CW 11 – Railroad Between The Lives

 

They both reached the railroad at the same time. George flopped down on the track, his face reflecting his foggy mood, which matched the day. Jess delicately took a seat on the other track, carefully adjusting her skirt across her knees.

“What sort of dark cloud is hanging over you today?” She asked with a smile. “Perhaps I can brush it away.”

“Yeah, right. Just brush away the grades on my last six weeks of math tests.” He shrugged, taking off his hat and resting his elbows loosely on his knees.

“Oh come on George! A math class isn’t the end of the world.” Jess laughed cheerfully.

“Easy for you to say. You act it.” George looked at his hands and fiddled with his coal-grey hat.

“George,” Jess brushed back her bands and leaned forward. “It’s ok. You don’t need to have perfect grades to be secure in who you are.”

“Says the girl who makes extra credit.” He fidgeted with his hands.  “I don’t mean to be rude, or brush off what you’re saying, but I don’t think you understand.”

Jess brushed back her bangs in contemplation before beginning again. “Surely there’s something else you can dwell on! Did you ask out that girl you mentioned?”

“. . .No,” his shoulders drooped even more. “She’s too good for me. I don’t think she’d even want to go out.”

“Oh, come on! I’m sure she would! You can’t give up without trying!”

“But she doesn’t see me that way. When I’ve tried to bring it up she just misses the point entirely.” He grew a little heated, coming out of his complacently wilted mood.

“Then stop beating around the bush!” She felt uncomfortable as she tried to be gentle with her prodding.

George was silent for a moment. “It would be awkward now.”

Jess tried to give a comeback, but it took a while in coming. As she sat in thought all his comments came together. She slowly ran her fingers through her bangs and took a deep breath as she began. “. . .you mean me, don’t you?”

George started back, abashed. “Well, I didn’t want to put you on the spot! Since we’re already close, it might make everything all weird.”

“Oh come on, George!” Jess blushed and laughed. “I wouldn’t have spent every afternoon talking to you if I didn’t at least like you a little bit! Of course I’ll go out with you!”

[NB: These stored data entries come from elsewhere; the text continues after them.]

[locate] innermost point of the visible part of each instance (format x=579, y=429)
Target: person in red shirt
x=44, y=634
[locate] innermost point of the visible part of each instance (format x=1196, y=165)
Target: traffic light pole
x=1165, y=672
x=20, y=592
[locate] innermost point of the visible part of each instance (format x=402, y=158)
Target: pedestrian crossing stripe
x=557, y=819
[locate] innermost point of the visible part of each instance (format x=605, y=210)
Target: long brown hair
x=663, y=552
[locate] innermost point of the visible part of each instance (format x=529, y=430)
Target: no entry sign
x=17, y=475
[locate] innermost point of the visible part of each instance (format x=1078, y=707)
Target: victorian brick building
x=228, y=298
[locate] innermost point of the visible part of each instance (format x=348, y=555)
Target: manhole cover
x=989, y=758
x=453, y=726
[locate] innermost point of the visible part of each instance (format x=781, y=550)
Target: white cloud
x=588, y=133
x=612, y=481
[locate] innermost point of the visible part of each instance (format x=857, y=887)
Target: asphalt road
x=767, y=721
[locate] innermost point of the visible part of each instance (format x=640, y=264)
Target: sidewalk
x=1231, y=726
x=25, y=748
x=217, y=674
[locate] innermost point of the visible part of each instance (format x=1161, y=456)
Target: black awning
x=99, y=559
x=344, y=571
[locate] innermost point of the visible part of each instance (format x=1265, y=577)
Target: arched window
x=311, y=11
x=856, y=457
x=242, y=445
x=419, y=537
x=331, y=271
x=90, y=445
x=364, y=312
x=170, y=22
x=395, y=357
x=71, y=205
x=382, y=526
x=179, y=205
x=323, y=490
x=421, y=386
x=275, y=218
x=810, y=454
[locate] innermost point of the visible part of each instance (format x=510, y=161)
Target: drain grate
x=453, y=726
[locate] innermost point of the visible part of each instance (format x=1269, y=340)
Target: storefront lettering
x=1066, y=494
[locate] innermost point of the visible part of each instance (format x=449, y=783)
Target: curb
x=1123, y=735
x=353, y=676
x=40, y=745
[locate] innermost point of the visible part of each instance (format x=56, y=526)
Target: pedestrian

JW 11 – Winning the Fight For Them

I’ve always been a natural at conversation. I would mingle among adults before I could even talk properly. Though I wasn’t trying to get attention, adults would all talk about me. I didn’t understand that most children were afraid of talking to adults. This seemed natural to me. As I grew older I became more reserved, but it took a long time before I came upon conversations that challenged me.

 

The first hard conversation I ever faced successfully was with my oldest sister. We’d been fighting on an off for months. Nothing we said did anything but hurt. I’d prayed about it, and been lazy over praying about it. I’d gossiped about it, and maturely not talked about it, all in varying phases. We were yelling through the house, in different rooms and different stories. I knew I had to stop what I was doing on the computer and just come face to face. If we were ever going to find peace I knew the key.

 

I had to win the fight for her before anything else could happen. So I talked to her about how her hurtful behavior all came from the fact that she was insecure. She didn’t need to put me down in order to be a good person. I tried as hard as I could to explain to her that she wasn’t incomplete.

 

She tearfully apologized and we reunited. To spite following years of head butting, that was the beginning of a mutual understanding. Now we stay up late together in deep conversation, and are closer than ever.